Understanding and Predicting Extreme Rainfall Events through Machine Learning

Using machine learning to understand and predict extreme precipitation

Graphic showing flooded street with cars, overlaid with data representations and computer stacks.

Extreme rainfall events that can lead to dangerous flooding have increased in the United States.

(Image by Shannon Colson | Pacific Northwest National Laboratory)

Extreme rainfall can cause severe flooding that is hazardous to human life and property. In recent decades, the United States has seen a broad increase in extreme precipitation events. Understanding the environmental factors that influence how often these events happen and how severe they are can help planners better anticipate extremes while designing future infrastructure or planning infrastructure maintenance.

In new work published in the Journal of Advances in Modeling Earth Systems, researchers at Pacific Northwest National Laboratory (PNNL) used different machine learning (ML) methods to predict the strength and occurrences of extreme precipitation events across the United States. The researchers divided the country into six sectionsWest Coast, Mountain, North Great Plain, South Great Plain, Northeast, and Southeastto check for regional differences.

The team built ML models to examine how often extreme precipitation events will occur, known as their return period. For example, an amount of rainfall that only happens once every 50 years has a 50-year return period. However, as extreme events become more frequent, their return periods are getting shorter.

“Developing those machine learning models required close collaboration between domain scientists and data scientists,” said Jiwen Fan, PNNL Earth scientist and Lab fellow. “We had to check if the results generated by machine learning models made sense. Were the representations physically possible?”

Understanding data to develop better models

Part of creating logical ML models required identifying the right factors to study. For complex processes like precipitation, there are an overwhelming number of possibilities that could go into a model. In this work, the researchers had around 300 potential factors for their model.

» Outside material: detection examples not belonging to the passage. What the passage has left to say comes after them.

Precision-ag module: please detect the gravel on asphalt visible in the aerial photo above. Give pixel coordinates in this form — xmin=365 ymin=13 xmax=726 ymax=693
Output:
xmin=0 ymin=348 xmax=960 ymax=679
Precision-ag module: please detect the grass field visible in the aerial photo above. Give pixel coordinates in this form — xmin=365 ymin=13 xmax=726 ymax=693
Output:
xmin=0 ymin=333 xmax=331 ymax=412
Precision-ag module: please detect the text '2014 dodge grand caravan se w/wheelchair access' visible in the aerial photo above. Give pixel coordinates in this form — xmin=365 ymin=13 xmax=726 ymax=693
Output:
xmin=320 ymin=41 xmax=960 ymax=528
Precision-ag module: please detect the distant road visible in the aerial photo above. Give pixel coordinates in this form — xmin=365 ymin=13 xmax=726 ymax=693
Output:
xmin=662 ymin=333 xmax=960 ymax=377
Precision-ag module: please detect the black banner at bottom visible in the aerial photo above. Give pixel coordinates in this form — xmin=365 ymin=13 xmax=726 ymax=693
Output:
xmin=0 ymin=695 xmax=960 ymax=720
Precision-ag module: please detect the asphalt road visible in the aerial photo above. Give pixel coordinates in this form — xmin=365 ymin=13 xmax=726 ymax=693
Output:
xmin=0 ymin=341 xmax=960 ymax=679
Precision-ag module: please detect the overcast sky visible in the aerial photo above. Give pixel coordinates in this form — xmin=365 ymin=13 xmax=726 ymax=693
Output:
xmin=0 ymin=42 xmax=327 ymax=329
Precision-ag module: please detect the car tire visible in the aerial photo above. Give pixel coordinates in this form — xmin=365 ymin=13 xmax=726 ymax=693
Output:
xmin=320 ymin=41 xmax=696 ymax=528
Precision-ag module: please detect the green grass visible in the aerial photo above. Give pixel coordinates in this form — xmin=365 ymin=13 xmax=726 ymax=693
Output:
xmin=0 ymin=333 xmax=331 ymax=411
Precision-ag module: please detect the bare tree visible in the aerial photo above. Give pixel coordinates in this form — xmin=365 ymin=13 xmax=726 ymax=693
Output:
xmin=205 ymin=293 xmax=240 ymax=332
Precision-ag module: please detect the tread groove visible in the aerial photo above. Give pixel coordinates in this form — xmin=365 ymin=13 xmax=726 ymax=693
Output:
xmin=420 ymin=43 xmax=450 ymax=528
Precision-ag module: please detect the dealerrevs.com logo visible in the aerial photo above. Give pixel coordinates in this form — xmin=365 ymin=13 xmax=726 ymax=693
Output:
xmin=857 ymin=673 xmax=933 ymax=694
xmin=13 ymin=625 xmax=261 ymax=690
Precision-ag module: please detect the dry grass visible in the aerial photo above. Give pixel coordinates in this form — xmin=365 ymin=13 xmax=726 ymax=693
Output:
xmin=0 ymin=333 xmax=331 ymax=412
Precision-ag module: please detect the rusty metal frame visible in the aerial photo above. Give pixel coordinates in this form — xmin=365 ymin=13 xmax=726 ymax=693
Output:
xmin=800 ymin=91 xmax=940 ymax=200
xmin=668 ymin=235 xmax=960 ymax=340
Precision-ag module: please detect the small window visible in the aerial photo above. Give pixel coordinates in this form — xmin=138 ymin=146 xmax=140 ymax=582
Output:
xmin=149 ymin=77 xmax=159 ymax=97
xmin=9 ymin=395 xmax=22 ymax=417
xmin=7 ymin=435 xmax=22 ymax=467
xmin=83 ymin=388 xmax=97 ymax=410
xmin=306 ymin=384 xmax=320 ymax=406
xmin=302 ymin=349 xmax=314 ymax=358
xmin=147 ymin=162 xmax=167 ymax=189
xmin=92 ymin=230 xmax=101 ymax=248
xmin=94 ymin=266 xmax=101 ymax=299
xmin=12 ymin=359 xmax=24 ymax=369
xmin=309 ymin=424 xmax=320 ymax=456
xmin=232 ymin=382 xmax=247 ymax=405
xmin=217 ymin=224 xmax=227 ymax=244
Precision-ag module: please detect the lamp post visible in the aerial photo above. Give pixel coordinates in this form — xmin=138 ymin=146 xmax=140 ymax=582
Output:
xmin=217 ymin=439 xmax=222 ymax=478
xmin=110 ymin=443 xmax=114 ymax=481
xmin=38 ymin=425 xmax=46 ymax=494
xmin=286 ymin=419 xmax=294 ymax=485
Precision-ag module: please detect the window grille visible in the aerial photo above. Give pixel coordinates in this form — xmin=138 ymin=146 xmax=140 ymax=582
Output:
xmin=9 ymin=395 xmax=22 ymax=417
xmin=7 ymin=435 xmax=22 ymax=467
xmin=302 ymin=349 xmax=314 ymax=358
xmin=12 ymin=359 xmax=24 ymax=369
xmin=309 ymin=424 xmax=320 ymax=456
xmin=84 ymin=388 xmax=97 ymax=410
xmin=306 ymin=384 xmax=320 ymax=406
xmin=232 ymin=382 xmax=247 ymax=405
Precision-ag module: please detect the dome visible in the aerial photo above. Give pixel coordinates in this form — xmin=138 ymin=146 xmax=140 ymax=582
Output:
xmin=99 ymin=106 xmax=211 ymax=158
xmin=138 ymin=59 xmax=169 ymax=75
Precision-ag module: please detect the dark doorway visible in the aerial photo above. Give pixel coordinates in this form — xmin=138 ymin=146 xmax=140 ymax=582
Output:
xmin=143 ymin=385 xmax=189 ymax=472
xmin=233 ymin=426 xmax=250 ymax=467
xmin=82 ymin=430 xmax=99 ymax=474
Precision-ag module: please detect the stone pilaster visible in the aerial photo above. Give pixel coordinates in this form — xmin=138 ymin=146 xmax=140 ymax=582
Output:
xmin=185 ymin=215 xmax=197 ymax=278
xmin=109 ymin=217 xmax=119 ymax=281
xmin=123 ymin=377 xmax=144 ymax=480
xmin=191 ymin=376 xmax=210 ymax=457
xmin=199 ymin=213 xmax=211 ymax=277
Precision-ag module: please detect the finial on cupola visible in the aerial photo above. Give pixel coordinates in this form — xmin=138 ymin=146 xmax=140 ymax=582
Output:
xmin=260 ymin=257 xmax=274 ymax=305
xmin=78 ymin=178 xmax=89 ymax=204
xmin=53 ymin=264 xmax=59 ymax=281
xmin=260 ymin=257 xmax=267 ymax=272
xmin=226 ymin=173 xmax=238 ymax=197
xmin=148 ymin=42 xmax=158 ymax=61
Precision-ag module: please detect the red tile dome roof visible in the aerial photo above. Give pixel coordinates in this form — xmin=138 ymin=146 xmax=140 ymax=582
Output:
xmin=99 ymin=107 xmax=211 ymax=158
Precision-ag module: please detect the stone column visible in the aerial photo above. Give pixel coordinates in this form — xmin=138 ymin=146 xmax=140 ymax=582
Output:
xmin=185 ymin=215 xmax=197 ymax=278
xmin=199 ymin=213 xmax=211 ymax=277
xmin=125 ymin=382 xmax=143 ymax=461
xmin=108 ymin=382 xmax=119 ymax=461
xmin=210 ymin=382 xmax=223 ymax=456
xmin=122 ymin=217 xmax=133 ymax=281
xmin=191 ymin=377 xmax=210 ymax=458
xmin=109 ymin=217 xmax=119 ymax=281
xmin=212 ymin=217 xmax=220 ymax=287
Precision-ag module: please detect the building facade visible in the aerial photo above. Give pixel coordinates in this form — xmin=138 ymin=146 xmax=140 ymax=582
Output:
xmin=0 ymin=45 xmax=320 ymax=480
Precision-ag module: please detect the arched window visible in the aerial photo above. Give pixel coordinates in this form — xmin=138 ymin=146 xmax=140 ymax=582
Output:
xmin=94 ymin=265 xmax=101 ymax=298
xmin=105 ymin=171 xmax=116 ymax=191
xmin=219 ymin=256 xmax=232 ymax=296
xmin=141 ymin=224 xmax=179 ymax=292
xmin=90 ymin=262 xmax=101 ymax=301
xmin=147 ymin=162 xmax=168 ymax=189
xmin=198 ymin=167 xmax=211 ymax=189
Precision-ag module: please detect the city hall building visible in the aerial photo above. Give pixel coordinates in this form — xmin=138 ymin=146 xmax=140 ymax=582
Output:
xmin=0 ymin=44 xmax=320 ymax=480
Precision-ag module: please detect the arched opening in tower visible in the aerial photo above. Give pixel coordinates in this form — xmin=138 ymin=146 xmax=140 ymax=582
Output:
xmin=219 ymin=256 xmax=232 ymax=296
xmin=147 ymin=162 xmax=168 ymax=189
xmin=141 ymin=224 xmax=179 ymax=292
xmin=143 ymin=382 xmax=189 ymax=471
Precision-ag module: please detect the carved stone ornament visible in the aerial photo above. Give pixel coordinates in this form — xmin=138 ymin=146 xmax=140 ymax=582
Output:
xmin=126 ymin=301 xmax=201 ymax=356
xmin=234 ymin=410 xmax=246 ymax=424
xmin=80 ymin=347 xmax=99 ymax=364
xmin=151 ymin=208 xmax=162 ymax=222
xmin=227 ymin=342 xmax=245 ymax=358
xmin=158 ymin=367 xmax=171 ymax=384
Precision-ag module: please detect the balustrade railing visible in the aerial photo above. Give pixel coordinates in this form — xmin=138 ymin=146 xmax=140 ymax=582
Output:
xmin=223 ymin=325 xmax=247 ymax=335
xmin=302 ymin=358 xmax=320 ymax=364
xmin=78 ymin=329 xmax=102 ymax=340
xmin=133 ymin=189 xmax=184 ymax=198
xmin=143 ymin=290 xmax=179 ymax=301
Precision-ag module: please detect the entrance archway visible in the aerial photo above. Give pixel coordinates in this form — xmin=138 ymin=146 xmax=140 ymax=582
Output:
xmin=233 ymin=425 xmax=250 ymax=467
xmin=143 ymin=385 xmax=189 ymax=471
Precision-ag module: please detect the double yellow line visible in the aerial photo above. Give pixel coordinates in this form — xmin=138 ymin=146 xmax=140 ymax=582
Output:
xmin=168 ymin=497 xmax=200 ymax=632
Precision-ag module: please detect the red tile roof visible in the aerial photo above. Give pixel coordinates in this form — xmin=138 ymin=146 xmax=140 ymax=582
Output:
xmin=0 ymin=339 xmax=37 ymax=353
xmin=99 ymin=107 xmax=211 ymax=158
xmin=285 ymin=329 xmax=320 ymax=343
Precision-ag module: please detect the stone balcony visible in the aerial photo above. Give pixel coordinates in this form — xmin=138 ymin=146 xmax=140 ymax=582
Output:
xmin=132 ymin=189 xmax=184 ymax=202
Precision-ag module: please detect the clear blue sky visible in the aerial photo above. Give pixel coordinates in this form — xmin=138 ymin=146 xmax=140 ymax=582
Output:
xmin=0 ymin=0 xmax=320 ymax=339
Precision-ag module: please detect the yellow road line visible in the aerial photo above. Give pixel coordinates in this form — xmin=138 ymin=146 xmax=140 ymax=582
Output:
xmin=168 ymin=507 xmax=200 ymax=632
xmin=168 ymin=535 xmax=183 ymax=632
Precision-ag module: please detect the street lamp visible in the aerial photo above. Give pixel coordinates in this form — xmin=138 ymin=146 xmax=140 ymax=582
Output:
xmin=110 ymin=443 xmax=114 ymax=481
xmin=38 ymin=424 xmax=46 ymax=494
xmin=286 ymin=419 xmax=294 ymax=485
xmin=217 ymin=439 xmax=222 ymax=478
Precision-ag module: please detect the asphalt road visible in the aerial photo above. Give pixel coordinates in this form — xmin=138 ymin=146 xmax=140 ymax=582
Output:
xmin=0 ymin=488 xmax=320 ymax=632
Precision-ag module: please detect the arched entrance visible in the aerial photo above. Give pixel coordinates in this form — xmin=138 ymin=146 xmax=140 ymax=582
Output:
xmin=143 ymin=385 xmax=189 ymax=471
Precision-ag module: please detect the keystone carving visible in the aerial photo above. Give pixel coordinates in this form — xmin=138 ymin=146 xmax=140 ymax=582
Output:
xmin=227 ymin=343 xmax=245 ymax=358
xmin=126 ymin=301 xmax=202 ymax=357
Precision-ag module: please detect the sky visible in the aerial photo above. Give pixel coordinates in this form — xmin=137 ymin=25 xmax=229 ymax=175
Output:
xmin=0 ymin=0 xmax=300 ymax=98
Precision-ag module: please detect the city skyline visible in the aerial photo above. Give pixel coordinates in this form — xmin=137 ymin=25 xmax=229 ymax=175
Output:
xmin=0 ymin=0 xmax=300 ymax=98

“Selecting what factors to model is a constant challenge in our work,” said Jason Hou, a PNNL data scientist and coauthor. “Identifying relevant data is an area where collaboration with domain scientists has a major impact.”

The team narrowed down the potential factors to around 40, which they then fed into the ML model. The model identified the ten most important factors for deeper study.

During the process, the team worked to make sure the data complied with FAIR (findable, accessible, interoperable, and reusable) data standards. These international standards were designed to allow multiple research efforts to use the same dataset. “FAIR data is key to enabling reproducible machine learning,” said Hou.

Representing extreme precipitation

The newly developed ML models accurately represented current monthly extreme precipitation events for most regions, with slightly larger relative errors in the Mountain region. The models provided more than just general predictions. They also output relationships between various extreme precipitation characteristics and environmental properties.

From this data, the researchers identified surface latent heat flux, the water-driven exchange of energy between the surface and atmosphere, soil moisture, and relative humidity as three key factors that influence extreme precipitation events across all regions. These are consistent with how scientists currently understand precipitation, validating the model’s physical relevance.

“These ML models really represent what we know about extreme precipitation events well,” said Fan.

The researchers plan to use the models to project future extreme precipitation events under a changing climate. One challenge is obtaining data with the proper resolution and dimension from climate models to feed into the ML models. However, the team remains on the lookout for suitable datasets.